SEMARANG, 28/2 (Beritajateng.net) – Ketua DPD PDI Perjuangan Jawa Tengah Bambang Wuryanto yang akrab disapa Bambang Pacul mensinyalir maraknya kasus korupsi yang masih saja terjadi saat ini terjadi karena sifat rakus dari beberapa pejabat yang terindikasi korupsi. Oleh karena itu untuk menekan kasus korupsi dia mengharapkan para pejabat bisa mengerem kerakusan tersebut.

“Rakus itu karakter, itu susah, maka harus direm agar tidak terjadi korupsi,” ungkapnya menanggapi masih banyaknya kasus korupsi yang terungkap akhir akhir ini termasuk yang terbaru ditangkapnya Gubernur Sulawesi Selatan Nurdin Abdullah oleh KPK.

Usai mengikuti Gowes dalam rangka memperingati HUT PDI Perjuangan ke 48 yang mengambil start di Kantor DPC PDI Perjuangan Kota Semarang Manyaran Semarang dan Finish di Sekretariat DPD Panti Marhaen Jl. Brigjend Sudiarto Semarang, Minggu (28/2), Bambang Pacul yang didampingi Ketua Panitia HUT Agustina Wilujeng dan Sekretaris Panitia Sumanto mengharapkan agar para kepala daerah di Jateng terutama yang diusung PDI Perjuangan yang baru saja dilantik Jumat (26/2) kemarin untuk menghindari perilaku korup.

“Korupsi itu macam macam. Kalau korupsi APBD itu namanya mengambil hak rakyat. Itu tidak boleh itu melanggar hukum, maka remlah kerakusan dan lakukan internalisasi nilai nilai Pancasila dalam kehidupan sehari hari,” katanya.

Para kepala daerah yang diusung PDI Perjuangan selain tidak boleh korupsi, diminta fokus untuk menurunkan angka kemiskinan. APBD diarahkan terutama untuk mengentaskan warga miskin.

“Indeks kesehatan, indeks Pendidikan dan sebagainya harus dicreate agar angka kemiskinan kita turun. Rangking berikutnya adalah meningkatkan borjuasi kecil. Kalau bahasa sekarang UMKM. APBDnya harus diarahkan kesana agar survive dan bisa bersaing dengan pemilik kapital besar,” bebernya.

Sementara itu terkait sosok Gubernur Sulawesi Selatan Nurdin Abdullah yang ditangkap KPK, Bambang Pacul melihat dia merupakan sosok yang santun, rajin Sholat 5 waktu dan sering memberi ceramah keagamaan. Namun demikian Pacul menganggap dalam perpolitikan orang baik saja tidak cukup.

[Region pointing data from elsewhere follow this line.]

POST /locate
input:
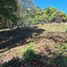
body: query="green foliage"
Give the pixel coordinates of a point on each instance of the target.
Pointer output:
(60, 58)
(48, 15)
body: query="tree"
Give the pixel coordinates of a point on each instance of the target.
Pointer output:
(11, 11)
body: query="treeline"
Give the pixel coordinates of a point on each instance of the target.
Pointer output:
(48, 15)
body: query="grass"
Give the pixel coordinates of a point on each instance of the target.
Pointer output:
(54, 27)
(30, 51)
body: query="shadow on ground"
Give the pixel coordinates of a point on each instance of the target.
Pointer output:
(9, 39)
(32, 59)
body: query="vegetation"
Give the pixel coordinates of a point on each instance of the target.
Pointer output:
(31, 37)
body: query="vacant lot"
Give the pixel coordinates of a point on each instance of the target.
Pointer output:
(38, 46)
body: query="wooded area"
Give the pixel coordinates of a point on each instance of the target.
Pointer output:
(31, 36)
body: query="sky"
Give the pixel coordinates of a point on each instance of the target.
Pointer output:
(59, 4)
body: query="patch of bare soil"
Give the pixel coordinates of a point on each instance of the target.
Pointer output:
(44, 45)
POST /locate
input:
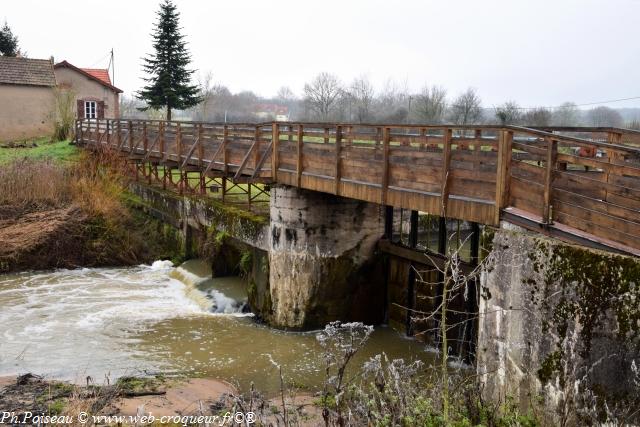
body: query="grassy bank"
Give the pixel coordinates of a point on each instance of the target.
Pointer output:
(39, 149)
(61, 208)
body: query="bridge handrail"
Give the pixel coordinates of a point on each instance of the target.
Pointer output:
(468, 172)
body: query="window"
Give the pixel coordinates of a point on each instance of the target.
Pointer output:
(90, 110)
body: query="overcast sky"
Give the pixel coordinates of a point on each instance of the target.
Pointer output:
(536, 52)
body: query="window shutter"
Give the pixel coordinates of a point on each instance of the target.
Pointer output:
(80, 104)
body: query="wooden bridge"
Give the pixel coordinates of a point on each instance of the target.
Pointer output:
(580, 184)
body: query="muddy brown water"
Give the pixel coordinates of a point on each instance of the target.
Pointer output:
(105, 323)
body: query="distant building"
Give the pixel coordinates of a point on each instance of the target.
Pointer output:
(267, 112)
(96, 97)
(27, 95)
(26, 98)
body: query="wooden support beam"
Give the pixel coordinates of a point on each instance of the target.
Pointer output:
(275, 142)
(130, 132)
(190, 152)
(179, 143)
(386, 137)
(266, 153)
(225, 152)
(503, 175)
(446, 165)
(220, 148)
(150, 149)
(200, 145)
(299, 164)
(245, 160)
(145, 138)
(338, 152)
(552, 152)
(162, 141)
(256, 153)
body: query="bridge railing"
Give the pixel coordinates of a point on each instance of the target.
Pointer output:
(589, 183)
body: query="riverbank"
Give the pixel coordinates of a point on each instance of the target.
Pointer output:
(60, 214)
(128, 396)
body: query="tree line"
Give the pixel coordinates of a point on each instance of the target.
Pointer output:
(326, 99)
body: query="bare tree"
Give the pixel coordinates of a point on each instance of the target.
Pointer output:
(286, 95)
(540, 117)
(322, 94)
(566, 115)
(509, 113)
(393, 102)
(431, 105)
(206, 91)
(362, 94)
(64, 113)
(604, 116)
(467, 108)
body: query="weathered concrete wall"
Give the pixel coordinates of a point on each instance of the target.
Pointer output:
(320, 250)
(206, 215)
(559, 322)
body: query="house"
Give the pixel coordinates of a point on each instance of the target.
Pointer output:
(28, 90)
(95, 96)
(279, 113)
(26, 98)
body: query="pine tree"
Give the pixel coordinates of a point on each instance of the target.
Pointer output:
(169, 82)
(8, 42)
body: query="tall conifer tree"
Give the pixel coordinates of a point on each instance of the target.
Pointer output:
(169, 78)
(8, 42)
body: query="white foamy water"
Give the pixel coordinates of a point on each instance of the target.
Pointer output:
(87, 316)
(69, 324)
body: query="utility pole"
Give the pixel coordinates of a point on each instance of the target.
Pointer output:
(113, 70)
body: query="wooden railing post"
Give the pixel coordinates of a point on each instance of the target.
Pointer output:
(386, 137)
(552, 153)
(179, 142)
(119, 135)
(299, 162)
(225, 152)
(200, 145)
(145, 138)
(130, 127)
(338, 150)
(446, 164)
(256, 152)
(161, 136)
(503, 174)
(275, 146)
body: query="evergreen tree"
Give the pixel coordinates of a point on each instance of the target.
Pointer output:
(169, 79)
(8, 42)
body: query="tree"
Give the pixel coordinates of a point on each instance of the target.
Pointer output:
(604, 116)
(566, 115)
(466, 109)
(8, 42)
(508, 113)
(169, 82)
(538, 117)
(206, 90)
(322, 94)
(431, 104)
(362, 94)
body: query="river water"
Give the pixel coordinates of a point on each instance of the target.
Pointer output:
(70, 324)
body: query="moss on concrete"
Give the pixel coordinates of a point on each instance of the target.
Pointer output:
(587, 290)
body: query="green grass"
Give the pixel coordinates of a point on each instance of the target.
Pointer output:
(58, 151)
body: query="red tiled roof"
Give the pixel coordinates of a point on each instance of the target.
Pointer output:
(26, 71)
(106, 81)
(99, 73)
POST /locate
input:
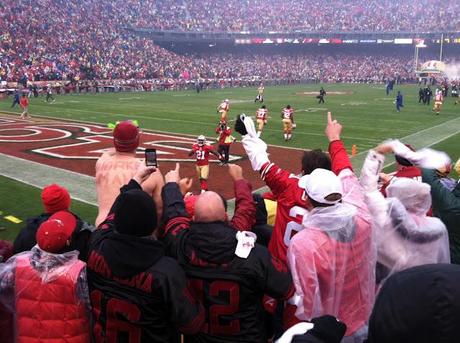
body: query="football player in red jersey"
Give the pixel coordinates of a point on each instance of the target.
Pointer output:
(202, 149)
(287, 115)
(261, 118)
(223, 109)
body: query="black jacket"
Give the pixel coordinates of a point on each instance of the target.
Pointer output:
(418, 305)
(137, 293)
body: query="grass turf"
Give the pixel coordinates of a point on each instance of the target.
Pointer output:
(367, 114)
(22, 201)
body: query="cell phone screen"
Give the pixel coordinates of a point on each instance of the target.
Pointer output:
(151, 158)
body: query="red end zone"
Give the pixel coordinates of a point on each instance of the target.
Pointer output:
(76, 146)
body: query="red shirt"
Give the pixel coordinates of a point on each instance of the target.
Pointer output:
(24, 102)
(202, 154)
(223, 134)
(290, 210)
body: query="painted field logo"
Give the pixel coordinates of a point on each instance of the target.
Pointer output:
(87, 141)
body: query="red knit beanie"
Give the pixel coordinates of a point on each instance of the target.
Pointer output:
(126, 136)
(55, 198)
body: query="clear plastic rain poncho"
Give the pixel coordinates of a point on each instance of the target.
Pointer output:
(44, 296)
(405, 235)
(333, 259)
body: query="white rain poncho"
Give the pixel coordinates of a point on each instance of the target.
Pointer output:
(405, 235)
(332, 260)
(44, 296)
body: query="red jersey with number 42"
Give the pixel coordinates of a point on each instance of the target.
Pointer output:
(202, 153)
(290, 208)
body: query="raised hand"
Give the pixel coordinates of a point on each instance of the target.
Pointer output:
(235, 171)
(333, 128)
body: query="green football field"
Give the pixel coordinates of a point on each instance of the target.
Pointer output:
(366, 112)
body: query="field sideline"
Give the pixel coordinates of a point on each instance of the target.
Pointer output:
(368, 117)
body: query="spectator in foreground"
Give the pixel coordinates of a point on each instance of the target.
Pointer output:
(446, 206)
(418, 305)
(45, 289)
(226, 268)
(405, 235)
(404, 168)
(117, 166)
(324, 329)
(291, 204)
(333, 259)
(137, 293)
(54, 198)
(445, 202)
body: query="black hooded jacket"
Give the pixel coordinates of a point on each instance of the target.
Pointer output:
(137, 293)
(231, 288)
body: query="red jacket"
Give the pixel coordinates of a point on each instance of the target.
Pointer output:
(49, 311)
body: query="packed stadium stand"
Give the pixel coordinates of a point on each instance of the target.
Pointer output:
(311, 246)
(95, 40)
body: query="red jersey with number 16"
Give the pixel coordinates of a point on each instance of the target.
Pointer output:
(290, 209)
(202, 153)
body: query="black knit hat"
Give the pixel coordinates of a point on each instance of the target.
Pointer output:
(135, 213)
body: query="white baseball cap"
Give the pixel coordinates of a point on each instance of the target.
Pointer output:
(321, 184)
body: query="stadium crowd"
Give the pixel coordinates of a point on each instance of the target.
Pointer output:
(347, 259)
(88, 41)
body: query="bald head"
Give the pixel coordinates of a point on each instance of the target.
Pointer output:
(209, 208)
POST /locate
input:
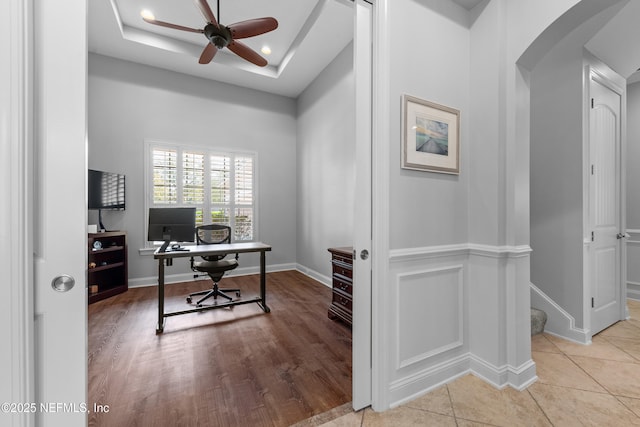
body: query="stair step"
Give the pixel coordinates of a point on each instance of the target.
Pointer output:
(538, 320)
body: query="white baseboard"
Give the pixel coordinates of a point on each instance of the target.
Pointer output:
(409, 388)
(559, 322)
(186, 277)
(426, 380)
(518, 378)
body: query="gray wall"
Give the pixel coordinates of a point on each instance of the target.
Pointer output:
(556, 176)
(557, 171)
(130, 103)
(633, 190)
(429, 208)
(325, 159)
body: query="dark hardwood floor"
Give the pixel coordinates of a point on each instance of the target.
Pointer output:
(224, 367)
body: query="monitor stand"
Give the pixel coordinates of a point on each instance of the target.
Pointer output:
(164, 246)
(100, 224)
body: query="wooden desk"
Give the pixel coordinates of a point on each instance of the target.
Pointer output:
(204, 250)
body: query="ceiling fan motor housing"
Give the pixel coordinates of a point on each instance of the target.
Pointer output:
(219, 36)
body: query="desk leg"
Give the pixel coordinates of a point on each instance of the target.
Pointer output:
(160, 326)
(263, 282)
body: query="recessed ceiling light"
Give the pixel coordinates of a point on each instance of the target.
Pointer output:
(146, 14)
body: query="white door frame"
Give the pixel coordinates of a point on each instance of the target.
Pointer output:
(16, 331)
(603, 77)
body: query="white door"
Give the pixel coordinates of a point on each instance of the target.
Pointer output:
(60, 213)
(605, 196)
(361, 352)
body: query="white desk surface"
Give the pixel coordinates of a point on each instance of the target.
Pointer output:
(218, 249)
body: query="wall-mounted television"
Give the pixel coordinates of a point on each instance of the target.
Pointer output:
(106, 191)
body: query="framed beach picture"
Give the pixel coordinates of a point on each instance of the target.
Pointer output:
(430, 136)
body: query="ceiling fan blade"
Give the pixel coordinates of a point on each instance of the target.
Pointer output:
(252, 27)
(245, 52)
(206, 11)
(174, 26)
(208, 53)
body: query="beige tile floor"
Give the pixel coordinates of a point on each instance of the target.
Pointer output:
(595, 385)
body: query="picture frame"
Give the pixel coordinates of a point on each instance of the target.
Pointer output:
(430, 136)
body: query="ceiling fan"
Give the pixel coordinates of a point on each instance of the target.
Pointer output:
(221, 36)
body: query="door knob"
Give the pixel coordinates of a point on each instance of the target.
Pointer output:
(63, 283)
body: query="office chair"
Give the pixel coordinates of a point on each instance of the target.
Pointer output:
(215, 266)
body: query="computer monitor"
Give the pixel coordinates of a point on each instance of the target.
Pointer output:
(171, 225)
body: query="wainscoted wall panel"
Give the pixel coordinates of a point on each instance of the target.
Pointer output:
(432, 301)
(633, 264)
(429, 331)
(456, 306)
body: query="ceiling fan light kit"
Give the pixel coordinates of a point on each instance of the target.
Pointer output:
(221, 36)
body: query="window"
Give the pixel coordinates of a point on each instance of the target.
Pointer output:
(221, 185)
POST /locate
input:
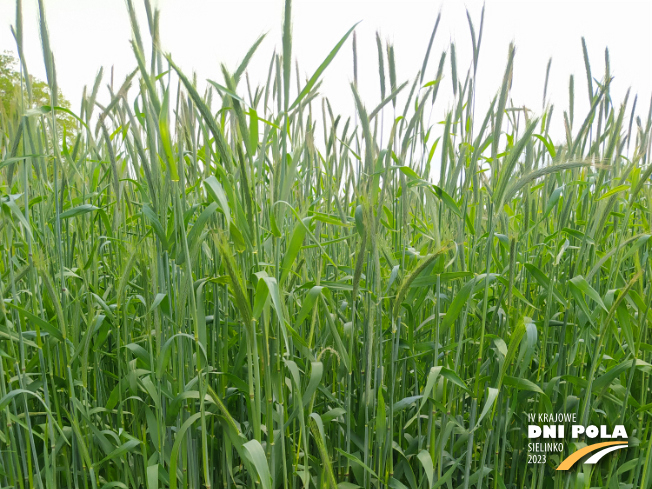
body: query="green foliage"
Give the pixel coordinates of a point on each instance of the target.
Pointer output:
(190, 297)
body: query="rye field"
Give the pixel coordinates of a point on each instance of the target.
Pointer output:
(235, 287)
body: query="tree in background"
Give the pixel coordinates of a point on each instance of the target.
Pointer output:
(37, 95)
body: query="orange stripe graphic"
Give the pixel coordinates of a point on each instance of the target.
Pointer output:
(574, 457)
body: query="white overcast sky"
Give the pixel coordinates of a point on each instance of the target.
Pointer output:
(201, 34)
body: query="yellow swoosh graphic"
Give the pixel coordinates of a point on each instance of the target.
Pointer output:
(574, 457)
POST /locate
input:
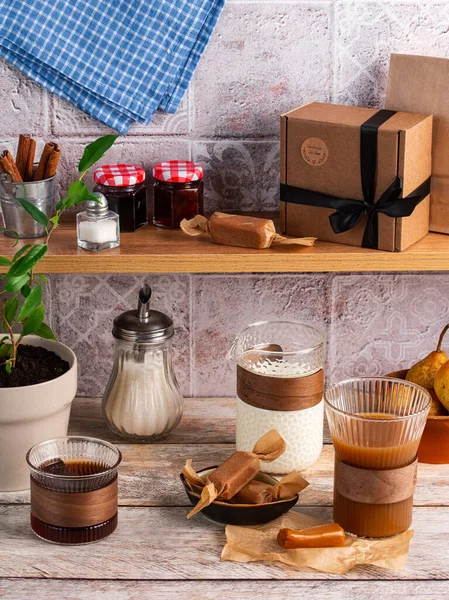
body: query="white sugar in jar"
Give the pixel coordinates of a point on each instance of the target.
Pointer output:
(280, 385)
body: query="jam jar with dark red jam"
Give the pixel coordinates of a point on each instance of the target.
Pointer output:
(178, 192)
(125, 190)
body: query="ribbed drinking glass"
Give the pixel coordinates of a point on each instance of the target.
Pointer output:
(376, 424)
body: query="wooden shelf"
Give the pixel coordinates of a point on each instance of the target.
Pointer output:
(154, 250)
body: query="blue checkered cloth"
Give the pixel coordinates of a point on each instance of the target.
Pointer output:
(117, 60)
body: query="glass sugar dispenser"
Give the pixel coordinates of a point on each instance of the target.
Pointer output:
(142, 401)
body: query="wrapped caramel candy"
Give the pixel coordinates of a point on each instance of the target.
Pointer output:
(321, 536)
(239, 230)
(238, 470)
(259, 492)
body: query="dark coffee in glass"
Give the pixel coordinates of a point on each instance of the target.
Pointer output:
(73, 489)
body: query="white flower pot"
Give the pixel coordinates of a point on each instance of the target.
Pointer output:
(32, 414)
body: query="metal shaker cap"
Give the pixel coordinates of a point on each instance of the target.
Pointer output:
(97, 209)
(143, 325)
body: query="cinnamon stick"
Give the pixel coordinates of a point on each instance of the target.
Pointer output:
(8, 166)
(30, 161)
(25, 155)
(42, 166)
(53, 161)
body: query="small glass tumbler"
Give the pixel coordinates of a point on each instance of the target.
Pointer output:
(73, 489)
(376, 424)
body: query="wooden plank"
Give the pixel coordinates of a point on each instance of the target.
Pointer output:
(160, 544)
(12, 589)
(205, 421)
(155, 250)
(149, 476)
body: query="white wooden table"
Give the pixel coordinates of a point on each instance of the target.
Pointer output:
(156, 553)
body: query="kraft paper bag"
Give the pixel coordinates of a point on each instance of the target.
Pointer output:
(420, 84)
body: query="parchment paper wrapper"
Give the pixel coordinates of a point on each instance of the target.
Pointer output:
(258, 543)
(258, 492)
(239, 230)
(238, 470)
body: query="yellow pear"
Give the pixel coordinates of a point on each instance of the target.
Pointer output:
(442, 385)
(423, 372)
(436, 407)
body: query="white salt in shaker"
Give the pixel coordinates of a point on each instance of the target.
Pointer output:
(280, 385)
(142, 401)
(98, 227)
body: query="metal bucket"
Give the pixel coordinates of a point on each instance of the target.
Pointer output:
(15, 217)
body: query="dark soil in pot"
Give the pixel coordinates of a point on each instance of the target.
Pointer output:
(34, 365)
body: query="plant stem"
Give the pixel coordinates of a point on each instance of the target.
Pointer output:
(11, 336)
(440, 339)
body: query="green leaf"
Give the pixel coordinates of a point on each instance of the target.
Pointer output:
(45, 332)
(25, 291)
(94, 151)
(32, 210)
(5, 350)
(34, 321)
(28, 261)
(14, 284)
(31, 303)
(19, 253)
(10, 309)
(15, 234)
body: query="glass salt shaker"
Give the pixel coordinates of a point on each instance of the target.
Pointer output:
(142, 401)
(98, 227)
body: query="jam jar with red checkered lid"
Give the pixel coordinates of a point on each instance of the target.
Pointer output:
(125, 190)
(178, 192)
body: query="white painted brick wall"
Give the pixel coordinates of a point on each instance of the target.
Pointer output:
(265, 57)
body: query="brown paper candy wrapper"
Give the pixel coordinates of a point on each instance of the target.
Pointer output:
(259, 544)
(258, 492)
(238, 470)
(239, 230)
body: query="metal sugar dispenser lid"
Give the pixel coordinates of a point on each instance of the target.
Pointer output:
(144, 324)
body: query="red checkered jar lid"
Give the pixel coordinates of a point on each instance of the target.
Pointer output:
(119, 175)
(178, 171)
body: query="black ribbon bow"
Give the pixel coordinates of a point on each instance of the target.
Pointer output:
(349, 212)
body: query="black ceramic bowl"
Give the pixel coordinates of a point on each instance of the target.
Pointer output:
(241, 514)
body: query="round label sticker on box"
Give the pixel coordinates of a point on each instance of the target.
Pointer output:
(314, 151)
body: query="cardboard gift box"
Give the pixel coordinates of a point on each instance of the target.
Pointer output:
(358, 176)
(421, 84)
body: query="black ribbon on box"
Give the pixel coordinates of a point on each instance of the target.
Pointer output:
(350, 212)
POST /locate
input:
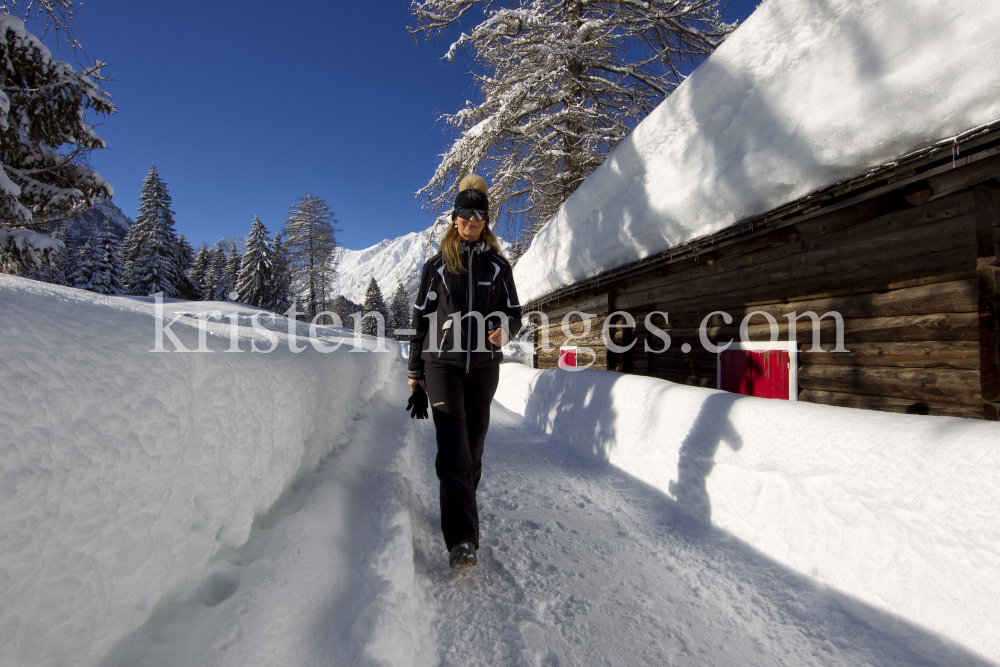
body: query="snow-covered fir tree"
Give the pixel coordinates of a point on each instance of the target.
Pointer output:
(374, 303)
(217, 285)
(399, 312)
(45, 136)
(151, 255)
(199, 268)
(563, 82)
(86, 264)
(281, 279)
(344, 308)
(98, 268)
(256, 279)
(107, 273)
(516, 250)
(310, 239)
(233, 273)
(187, 288)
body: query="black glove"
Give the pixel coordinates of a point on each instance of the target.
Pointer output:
(417, 404)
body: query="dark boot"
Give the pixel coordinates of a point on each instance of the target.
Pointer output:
(462, 555)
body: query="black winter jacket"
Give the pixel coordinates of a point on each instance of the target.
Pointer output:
(444, 327)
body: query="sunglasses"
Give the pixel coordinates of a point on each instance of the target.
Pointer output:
(469, 213)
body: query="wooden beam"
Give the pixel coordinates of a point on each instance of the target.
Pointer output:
(916, 354)
(939, 326)
(888, 404)
(953, 234)
(956, 264)
(988, 251)
(945, 386)
(950, 297)
(832, 231)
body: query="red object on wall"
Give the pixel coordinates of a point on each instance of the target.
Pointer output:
(755, 373)
(567, 357)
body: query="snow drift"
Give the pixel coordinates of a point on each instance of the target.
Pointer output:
(804, 94)
(898, 511)
(122, 472)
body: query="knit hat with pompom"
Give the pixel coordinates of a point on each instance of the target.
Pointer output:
(472, 193)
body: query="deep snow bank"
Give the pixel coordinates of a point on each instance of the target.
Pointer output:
(123, 471)
(804, 94)
(898, 511)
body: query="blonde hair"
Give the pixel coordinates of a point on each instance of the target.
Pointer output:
(449, 244)
(452, 253)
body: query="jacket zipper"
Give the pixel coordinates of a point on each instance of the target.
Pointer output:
(468, 338)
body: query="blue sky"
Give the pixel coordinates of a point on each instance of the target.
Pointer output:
(245, 106)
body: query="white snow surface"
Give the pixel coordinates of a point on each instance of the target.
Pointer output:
(896, 511)
(211, 509)
(391, 262)
(124, 471)
(805, 93)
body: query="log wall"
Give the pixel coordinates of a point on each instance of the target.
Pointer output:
(916, 285)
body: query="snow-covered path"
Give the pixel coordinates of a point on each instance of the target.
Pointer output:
(583, 565)
(580, 564)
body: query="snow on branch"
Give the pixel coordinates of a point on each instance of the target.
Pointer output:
(44, 135)
(562, 82)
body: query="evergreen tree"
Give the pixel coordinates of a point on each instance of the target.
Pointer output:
(45, 136)
(199, 268)
(344, 308)
(399, 312)
(187, 287)
(233, 274)
(152, 266)
(565, 81)
(310, 241)
(107, 273)
(256, 279)
(281, 279)
(216, 281)
(374, 303)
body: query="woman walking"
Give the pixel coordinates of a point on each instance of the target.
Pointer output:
(465, 309)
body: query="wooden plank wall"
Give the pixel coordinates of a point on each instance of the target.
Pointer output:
(916, 286)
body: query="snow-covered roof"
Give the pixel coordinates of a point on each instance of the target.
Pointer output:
(804, 94)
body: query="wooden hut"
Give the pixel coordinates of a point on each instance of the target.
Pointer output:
(907, 253)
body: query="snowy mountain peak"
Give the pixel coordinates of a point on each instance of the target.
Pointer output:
(390, 261)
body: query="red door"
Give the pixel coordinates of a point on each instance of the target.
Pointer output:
(752, 373)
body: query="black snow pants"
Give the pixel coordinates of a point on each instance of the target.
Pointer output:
(460, 403)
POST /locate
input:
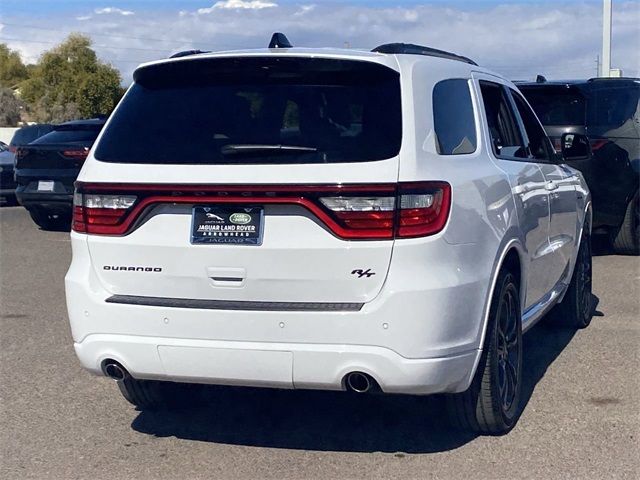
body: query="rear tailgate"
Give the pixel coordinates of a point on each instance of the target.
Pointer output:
(323, 207)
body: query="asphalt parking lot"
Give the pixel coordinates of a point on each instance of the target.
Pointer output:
(581, 420)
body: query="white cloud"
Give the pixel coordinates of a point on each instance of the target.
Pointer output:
(238, 4)
(108, 10)
(304, 9)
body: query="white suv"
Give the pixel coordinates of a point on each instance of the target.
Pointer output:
(326, 219)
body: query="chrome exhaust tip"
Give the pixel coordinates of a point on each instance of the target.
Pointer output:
(114, 371)
(359, 382)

“Sifat baik saja dalam politik tidak cukup. Bisa karena kekuasaan kadang kadang menjadi lupa. Bisa juga karena kekuasaannya diincar oleh orang lain. Dan alat untuk menjatuhkan orang lain hari ini memakai penegakan hukum,” bebernya.

Kader PDI Perjuangan diminta tetap tegak lurus pada hukum yang ada. Hukum harus dijalankan dengan baik dan tidak boleh dilanggar baik itu hukum tertulis maupun hukum alam.